We moeten er aan herinnerd worden dat God eeuwig is. Het enige wat wij zien is dit moment, het heden. Maar een eeuwige God functioneert niet alleen in het heden. Hij is compleet niet gebonden aan tijd. Hij staat buiten de tijd. Dit betekent dat God op alle tijdstippen tegelijk aanwezig is. Hij is “het Begin en het Einde” (Op. 21:6) en zegt in Jesaja 46:9-10, “Ik ben God, en er is er geen als Ik, 10Die vanaf het begin verkondigt wat het einde zal zijn, van oudsher de dingen die nog niet plaatsgevonden hebben; Die zegt: Mijn raadsbesluit houdt stand en Ik zal al Mijn welbehagen doen”. God werkt niet binnen ons tijdsbesef en volgens onze deadlines. God werkt Zijn doel uit op Zijn manier, in Zijn tempo, niet gehinderd door onze gehaaste en nerveuze wanhoop. We moeten er ook aan herinnerd worden dat God de Schepper is van alles en dat Hij dus geen tekort heeft aan macht en kracht. En dus hoeven we ons geen zorgen te maken dat er ook maar iets is dat buiten Zijn soevereiniteit valt en niet kan oplossen. We moeten er ook aan herinnerd worden dat God niet moe of afgemat worden. Wij hebben onze rust nodig want we worden moe. We slapen zeg maar een derde van ons leven. Maar God wordt nooit moe en hoeft nooit te slapen. Hij is altijd fris en fruitig, altijd alert, altijd bezig en in staat om ons te helpen.
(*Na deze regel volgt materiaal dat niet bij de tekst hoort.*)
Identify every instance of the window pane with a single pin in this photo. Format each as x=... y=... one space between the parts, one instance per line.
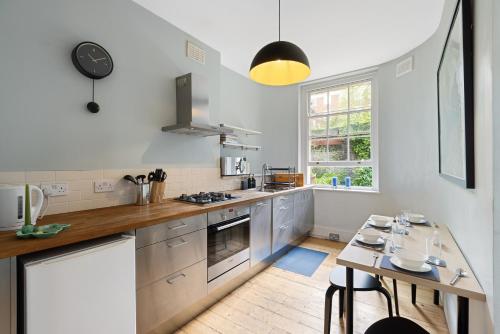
x=360 y=122
x=318 y=104
x=360 y=95
x=337 y=125
x=317 y=126
x=338 y=99
x=337 y=149
x=360 y=148
x=360 y=176
x=318 y=149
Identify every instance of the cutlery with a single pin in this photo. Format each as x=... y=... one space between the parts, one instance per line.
x=130 y=178
x=375 y=257
x=458 y=273
x=140 y=179
x=380 y=250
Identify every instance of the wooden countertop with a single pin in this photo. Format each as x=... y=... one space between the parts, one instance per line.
x=91 y=224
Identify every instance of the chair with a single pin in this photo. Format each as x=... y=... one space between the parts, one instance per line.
x=396 y=325
x=362 y=282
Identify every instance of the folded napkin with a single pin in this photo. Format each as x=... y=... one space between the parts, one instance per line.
x=432 y=275
x=375 y=247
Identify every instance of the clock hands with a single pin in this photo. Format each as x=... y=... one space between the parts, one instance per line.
x=93 y=59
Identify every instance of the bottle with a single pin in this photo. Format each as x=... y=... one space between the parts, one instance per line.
x=252 y=183
x=334 y=182
x=348 y=182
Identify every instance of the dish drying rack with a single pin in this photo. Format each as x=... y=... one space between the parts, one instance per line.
x=269 y=182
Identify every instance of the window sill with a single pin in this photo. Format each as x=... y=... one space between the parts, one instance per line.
x=343 y=190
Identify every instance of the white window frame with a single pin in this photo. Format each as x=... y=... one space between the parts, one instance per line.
x=341 y=80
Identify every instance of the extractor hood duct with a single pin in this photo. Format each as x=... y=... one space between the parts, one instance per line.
x=193 y=108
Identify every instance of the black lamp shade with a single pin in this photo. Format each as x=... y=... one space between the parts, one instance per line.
x=280 y=63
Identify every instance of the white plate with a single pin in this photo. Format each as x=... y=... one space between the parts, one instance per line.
x=372 y=223
x=416 y=218
x=361 y=239
x=423 y=269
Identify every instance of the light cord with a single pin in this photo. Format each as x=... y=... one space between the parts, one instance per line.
x=279 y=20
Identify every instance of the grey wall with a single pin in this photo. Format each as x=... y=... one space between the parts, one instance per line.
x=409 y=160
x=271 y=110
x=43 y=121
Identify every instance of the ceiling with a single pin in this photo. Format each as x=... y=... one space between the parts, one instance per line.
x=337 y=35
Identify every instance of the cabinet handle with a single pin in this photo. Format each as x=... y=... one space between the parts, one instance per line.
x=182 y=242
x=181 y=225
x=175 y=278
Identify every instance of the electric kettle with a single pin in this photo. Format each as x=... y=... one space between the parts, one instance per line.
x=12 y=201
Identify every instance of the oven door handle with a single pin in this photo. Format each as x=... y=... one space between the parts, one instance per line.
x=223 y=227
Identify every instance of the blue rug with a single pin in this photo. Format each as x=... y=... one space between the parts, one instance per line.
x=301 y=261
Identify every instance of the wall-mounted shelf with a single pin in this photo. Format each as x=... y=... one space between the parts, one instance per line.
x=242 y=146
x=230 y=129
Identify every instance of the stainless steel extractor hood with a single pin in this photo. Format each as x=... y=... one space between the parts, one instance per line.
x=192 y=108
Dit betekent dat een klaarblijkelijke vertraging vanuit ons oogpunt dus nooit een gebrek van besef of vermogen aan Zijn kant is. Vandaar dat we er aan herinnerd moeten worden dat Gods inzicht niet doorgrond kan worden. Zijn gedachten zijn niet onze gedachten en Zijn wegen zijn niet onze wegen. Hij hoeft ons niet bekend te maken hoe Hij handelt, wanneer Hij handelt, en wat Hij precies gaat doen. Hij is God en wij niet, en Hij hoeft aan niemand verantwoording af te leggen voor Zijn daden. Maar als we het karakter van God kennen dan weten we dat Hij rechtvaardig en heilig en goed is, dus mogen we erop vertrouwen dat Hij handelt naar Zijn karakter en dus onze beste belang voor ogen heeft.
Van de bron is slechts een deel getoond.